Moping melancholy mad: (13)
The first speaker calls out his buddy Terence for being such a drag all the time. This line is a great parody both of poetic language (it pokes fun at silly alliteration) and of pessimism. In his kind of crude, jokey way, he's pointing out to his friend that things aren't really all that bad, and if you pile one sad mood on top of another, you end up distorting the world, and making it seem worse than it is.
Then I saw the morning sky: Heigho, the tale was all a lie; (37-38)
This is a beautiful image of the loss of illusion. In the clear light of day, all of Terence's false and temporary happiness falls away. He's forced to confront the basic sadness and ugliness of the world without the help of the booze he'd been using to protect himself. We don't think you have to fall asleep drunk in the mud to understand this feeling. We think we've probably all had moments where the beauty of something evaporated, and left us sad and lonely.
Therefore, since the world has still Much good, but much less good than ill, (43-44)
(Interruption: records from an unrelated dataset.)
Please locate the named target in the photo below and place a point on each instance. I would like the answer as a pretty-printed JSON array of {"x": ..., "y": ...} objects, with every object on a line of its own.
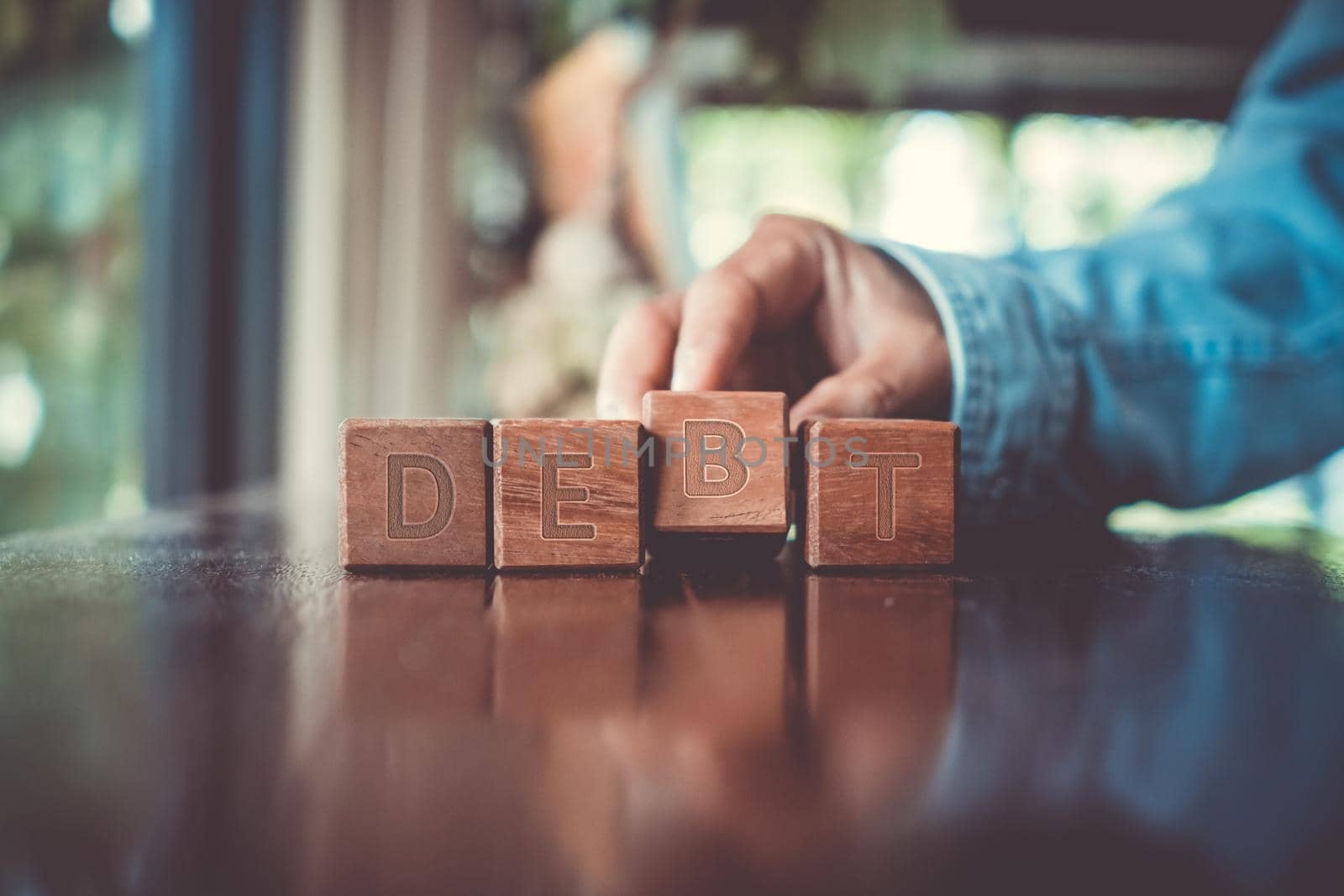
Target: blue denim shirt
[{"x": 1193, "y": 358}]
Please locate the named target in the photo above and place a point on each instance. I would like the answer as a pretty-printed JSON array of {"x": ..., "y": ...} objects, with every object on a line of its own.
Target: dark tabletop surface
[{"x": 201, "y": 701}]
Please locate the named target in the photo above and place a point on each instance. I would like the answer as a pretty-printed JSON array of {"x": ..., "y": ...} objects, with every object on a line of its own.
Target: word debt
[{"x": 699, "y": 470}]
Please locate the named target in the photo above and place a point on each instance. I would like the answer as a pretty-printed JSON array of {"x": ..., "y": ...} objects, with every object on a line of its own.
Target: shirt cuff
[{"x": 1015, "y": 372}]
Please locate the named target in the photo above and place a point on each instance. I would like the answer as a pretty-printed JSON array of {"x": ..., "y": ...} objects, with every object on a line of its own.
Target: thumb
[
  {"x": 860, "y": 390},
  {"x": 879, "y": 385}
]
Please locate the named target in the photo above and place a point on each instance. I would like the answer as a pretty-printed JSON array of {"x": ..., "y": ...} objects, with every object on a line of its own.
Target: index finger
[
  {"x": 765, "y": 285},
  {"x": 638, "y": 356}
]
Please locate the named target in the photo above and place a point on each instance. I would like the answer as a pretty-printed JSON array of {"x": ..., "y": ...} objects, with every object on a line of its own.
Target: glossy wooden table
[{"x": 202, "y": 703}]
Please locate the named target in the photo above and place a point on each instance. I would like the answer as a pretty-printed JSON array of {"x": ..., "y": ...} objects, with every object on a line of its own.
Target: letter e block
[
  {"x": 414, "y": 493},
  {"x": 721, "y": 469},
  {"x": 568, "y": 495},
  {"x": 879, "y": 492}
]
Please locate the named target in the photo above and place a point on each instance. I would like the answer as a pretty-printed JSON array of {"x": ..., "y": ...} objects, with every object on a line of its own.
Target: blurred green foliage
[{"x": 71, "y": 254}]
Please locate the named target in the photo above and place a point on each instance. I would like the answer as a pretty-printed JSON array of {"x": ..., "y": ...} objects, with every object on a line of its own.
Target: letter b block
[
  {"x": 879, "y": 492},
  {"x": 568, "y": 493},
  {"x": 721, "y": 468},
  {"x": 413, "y": 493}
]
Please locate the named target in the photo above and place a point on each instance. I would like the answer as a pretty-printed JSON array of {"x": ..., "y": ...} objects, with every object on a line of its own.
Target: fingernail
[{"x": 685, "y": 371}]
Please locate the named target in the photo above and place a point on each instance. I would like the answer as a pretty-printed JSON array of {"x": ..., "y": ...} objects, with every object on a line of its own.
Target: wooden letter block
[
  {"x": 413, "y": 493},
  {"x": 568, "y": 493},
  {"x": 879, "y": 492},
  {"x": 721, "y": 465}
]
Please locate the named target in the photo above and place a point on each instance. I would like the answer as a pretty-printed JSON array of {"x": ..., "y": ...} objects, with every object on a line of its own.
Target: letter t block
[
  {"x": 879, "y": 492},
  {"x": 568, "y": 495},
  {"x": 414, "y": 493}
]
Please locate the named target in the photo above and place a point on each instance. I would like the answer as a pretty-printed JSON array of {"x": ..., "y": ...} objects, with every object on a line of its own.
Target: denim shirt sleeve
[{"x": 1189, "y": 359}]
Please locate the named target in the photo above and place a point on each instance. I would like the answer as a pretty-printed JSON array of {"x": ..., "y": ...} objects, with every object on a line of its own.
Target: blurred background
[{"x": 226, "y": 226}]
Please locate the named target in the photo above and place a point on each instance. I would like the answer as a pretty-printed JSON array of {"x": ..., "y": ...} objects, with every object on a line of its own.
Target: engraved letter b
[{"x": 732, "y": 473}]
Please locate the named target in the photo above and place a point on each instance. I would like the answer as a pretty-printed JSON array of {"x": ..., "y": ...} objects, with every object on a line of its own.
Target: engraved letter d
[{"x": 396, "y": 524}]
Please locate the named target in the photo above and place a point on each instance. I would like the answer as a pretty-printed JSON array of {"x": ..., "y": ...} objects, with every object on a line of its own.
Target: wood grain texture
[
  {"x": 440, "y": 515},
  {"x": 894, "y": 506},
  {"x": 699, "y": 492},
  {"x": 566, "y": 495}
]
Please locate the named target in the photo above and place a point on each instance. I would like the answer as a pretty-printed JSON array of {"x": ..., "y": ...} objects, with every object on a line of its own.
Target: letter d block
[
  {"x": 568, "y": 495},
  {"x": 721, "y": 470},
  {"x": 414, "y": 493},
  {"x": 879, "y": 492}
]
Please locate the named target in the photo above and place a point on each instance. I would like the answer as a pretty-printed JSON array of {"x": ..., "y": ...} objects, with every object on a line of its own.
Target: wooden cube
[
  {"x": 721, "y": 464},
  {"x": 878, "y": 492},
  {"x": 568, "y": 495},
  {"x": 414, "y": 493}
]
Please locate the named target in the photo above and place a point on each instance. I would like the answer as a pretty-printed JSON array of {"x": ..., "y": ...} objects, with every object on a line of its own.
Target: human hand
[{"x": 800, "y": 309}]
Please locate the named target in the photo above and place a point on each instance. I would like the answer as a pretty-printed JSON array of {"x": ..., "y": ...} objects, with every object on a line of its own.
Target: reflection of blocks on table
[
  {"x": 879, "y": 676},
  {"x": 413, "y": 493},
  {"x": 878, "y": 492},
  {"x": 879, "y": 645},
  {"x": 564, "y": 647},
  {"x": 721, "y": 464},
  {"x": 717, "y": 652},
  {"x": 568, "y": 493},
  {"x": 417, "y": 647}
]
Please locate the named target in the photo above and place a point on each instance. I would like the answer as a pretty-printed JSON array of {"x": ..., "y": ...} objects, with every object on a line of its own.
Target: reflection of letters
[
  {"x": 714, "y": 466},
  {"x": 553, "y": 495},
  {"x": 396, "y": 524},
  {"x": 886, "y": 465}
]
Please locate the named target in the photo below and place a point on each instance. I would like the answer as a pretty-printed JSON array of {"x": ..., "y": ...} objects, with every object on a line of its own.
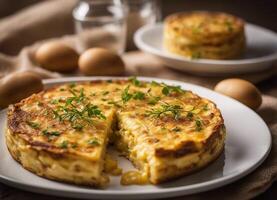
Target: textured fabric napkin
[{"x": 21, "y": 35}]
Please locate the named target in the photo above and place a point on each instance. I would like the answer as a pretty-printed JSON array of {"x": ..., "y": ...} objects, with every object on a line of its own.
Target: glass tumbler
[
  {"x": 140, "y": 13},
  {"x": 101, "y": 23}
]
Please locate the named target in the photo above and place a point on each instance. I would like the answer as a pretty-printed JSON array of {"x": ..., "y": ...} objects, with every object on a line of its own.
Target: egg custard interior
[{"x": 62, "y": 133}]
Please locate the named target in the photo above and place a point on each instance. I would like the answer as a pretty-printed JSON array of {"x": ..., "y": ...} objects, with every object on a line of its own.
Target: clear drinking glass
[
  {"x": 140, "y": 13},
  {"x": 101, "y": 23}
]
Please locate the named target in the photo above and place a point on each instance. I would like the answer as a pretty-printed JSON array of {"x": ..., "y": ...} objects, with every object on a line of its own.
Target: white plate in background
[
  {"x": 260, "y": 54},
  {"x": 248, "y": 143}
]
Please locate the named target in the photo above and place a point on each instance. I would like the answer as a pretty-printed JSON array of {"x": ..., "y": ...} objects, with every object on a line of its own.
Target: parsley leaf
[
  {"x": 34, "y": 125},
  {"x": 198, "y": 125},
  {"x": 126, "y": 96},
  {"x": 139, "y": 95},
  {"x": 166, "y": 109},
  {"x": 93, "y": 142},
  {"x": 135, "y": 81}
]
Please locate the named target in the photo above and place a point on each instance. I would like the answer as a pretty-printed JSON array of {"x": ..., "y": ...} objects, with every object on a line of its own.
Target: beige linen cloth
[{"x": 21, "y": 34}]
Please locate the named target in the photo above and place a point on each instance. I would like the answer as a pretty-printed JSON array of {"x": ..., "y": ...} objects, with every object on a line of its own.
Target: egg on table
[
  {"x": 241, "y": 90},
  {"x": 57, "y": 56},
  {"x": 100, "y": 61},
  {"x": 17, "y": 86}
]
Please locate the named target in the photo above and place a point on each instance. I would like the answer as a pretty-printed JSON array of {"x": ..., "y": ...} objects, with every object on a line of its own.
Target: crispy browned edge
[
  {"x": 180, "y": 15},
  {"x": 185, "y": 148}
]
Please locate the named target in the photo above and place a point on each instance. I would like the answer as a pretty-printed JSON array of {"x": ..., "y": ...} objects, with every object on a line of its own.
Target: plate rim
[
  {"x": 147, "y": 48},
  {"x": 166, "y": 192}
]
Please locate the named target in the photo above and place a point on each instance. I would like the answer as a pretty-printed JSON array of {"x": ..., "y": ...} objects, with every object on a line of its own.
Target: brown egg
[
  {"x": 241, "y": 90},
  {"x": 99, "y": 61},
  {"x": 56, "y": 56},
  {"x": 18, "y": 86}
]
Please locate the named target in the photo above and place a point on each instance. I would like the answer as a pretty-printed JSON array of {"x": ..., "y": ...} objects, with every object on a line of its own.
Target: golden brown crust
[
  {"x": 146, "y": 130},
  {"x": 199, "y": 34}
]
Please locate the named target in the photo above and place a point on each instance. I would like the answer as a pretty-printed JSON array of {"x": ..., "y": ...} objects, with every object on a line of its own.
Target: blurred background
[{"x": 261, "y": 12}]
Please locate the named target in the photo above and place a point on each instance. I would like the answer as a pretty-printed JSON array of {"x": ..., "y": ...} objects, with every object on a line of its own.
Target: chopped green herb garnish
[
  {"x": 126, "y": 96},
  {"x": 114, "y": 103},
  {"x": 195, "y": 55},
  {"x": 105, "y": 93},
  {"x": 229, "y": 26},
  {"x": 205, "y": 107},
  {"x": 154, "y": 83},
  {"x": 93, "y": 142},
  {"x": 166, "y": 109},
  {"x": 74, "y": 112},
  {"x": 78, "y": 127},
  {"x": 135, "y": 81},
  {"x": 176, "y": 129},
  {"x": 165, "y": 91},
  {"x": 50, "y": 133},
  {"x": 190, "y": 115},
  {"x": 198, "y": 125},
  {"x": 72, "y": 85},
  {"x": 139, "y": 95},
  {"x": 54, "y": 101},
  {"x": 64, "y": 144},
  {"x": 74, "y": 145},
  {"x": 34, "y": 125},
  {"x": 169, "y": 89}
]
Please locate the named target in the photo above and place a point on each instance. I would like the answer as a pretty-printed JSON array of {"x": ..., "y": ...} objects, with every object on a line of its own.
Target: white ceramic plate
[
  {"x": 260, "y": 54},
  {"x": 247, "y": 145}
]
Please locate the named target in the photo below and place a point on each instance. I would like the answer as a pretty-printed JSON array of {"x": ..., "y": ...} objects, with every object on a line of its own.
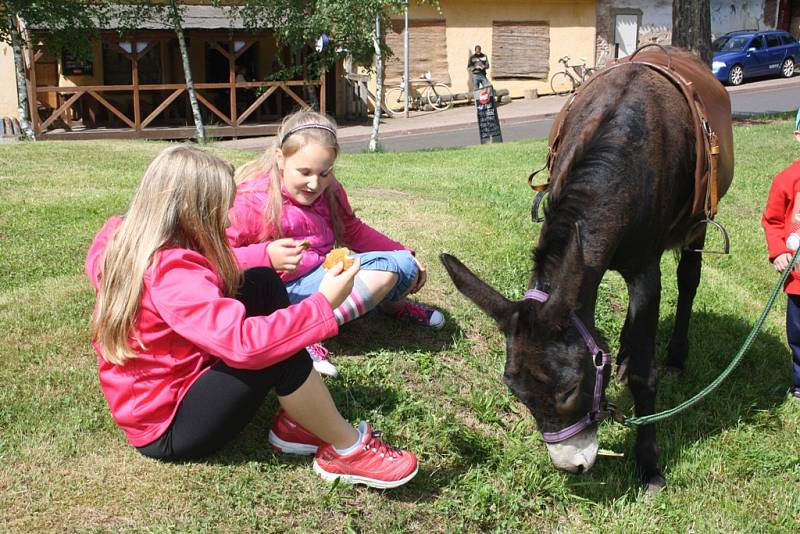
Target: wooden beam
[
  {"x": 215, "y": 46},
  {"x": 112, "y": 109},
  {"x": 161, "y": 107},
  {"x": 248, "y": 44},
  {"x": 60, "y": 111},
  {"x": 294, "y": 95},
  {"x": 246, "y": 113},
  {"x": 213, "y": 108}
]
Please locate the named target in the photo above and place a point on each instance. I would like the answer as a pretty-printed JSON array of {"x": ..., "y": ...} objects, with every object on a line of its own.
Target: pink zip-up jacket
[
  {"x": 247, "y": 233},
  {"x": 186, "y": 325}
]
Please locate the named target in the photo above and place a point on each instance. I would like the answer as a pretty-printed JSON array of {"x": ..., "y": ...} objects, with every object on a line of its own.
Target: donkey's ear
[{"x": 482, "y": 294}]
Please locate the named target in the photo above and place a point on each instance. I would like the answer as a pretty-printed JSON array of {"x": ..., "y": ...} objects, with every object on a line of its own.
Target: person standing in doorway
[{"x": 478, "y": 65}]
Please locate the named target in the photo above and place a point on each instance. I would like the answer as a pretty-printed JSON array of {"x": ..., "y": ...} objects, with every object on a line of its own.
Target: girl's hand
[
  {"x": 422, "y": 276},
  {"x": 337, "y": 284},
  {"x": 285, "y": 254},
  {"x": 782, "y": 262}
]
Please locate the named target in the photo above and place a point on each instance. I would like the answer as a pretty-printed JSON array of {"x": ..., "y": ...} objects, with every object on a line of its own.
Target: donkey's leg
[
  {"x": 688, "y": 280},
  {"x": 638, "y": 347}
]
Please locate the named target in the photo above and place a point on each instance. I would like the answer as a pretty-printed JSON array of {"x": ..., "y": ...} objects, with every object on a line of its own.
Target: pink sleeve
[
  {"x": 246, "y": 231},
  {"x": 359, "y": 236},
  {"x": 94, "y": 258},
  {"x": 186, "y": 294}
]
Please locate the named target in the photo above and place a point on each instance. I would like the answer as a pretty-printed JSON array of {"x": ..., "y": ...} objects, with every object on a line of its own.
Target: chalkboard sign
[
  {"x": 71, "y": 66},
  {"x": 488, "y": 121}
]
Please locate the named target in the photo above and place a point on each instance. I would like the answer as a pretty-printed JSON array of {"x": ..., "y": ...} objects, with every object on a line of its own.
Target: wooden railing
[{"x": 138, "y": 123}]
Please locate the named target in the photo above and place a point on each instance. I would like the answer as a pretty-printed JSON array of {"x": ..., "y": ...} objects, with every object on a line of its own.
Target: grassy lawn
[{"x": 732, "y": 463}]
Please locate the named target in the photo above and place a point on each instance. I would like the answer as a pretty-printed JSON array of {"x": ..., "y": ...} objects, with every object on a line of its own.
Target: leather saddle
[{"x": 711, "y": 113}]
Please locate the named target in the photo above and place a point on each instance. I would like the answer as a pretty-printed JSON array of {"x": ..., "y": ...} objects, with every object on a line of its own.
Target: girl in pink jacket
[
  {"x": 290, "y": 200},
  {"x": 188, "y": 347}
]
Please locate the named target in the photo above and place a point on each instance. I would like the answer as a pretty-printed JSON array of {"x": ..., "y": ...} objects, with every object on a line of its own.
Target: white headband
[{"x": 305, "y": 127}]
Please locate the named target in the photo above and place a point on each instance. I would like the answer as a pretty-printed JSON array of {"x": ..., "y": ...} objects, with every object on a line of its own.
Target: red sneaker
[
  {"x": 289, "y": 437},
  {"x": 373, "y": 463}
]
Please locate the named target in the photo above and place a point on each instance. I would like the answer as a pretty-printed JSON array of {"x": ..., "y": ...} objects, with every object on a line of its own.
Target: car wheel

Terence isn't a total downer. He admits that there's plenty of good in the world. On balance, though, he thinks there's a lot more bad than good. If we're looking for reasons to feel sad, we're going to find plenty of them. Because of that, he thinks it makes sense to prepare yourself for the hard times. Maybe, when it comes to sadness in the world, Terence would think of himself as more of a realist than a pessimist.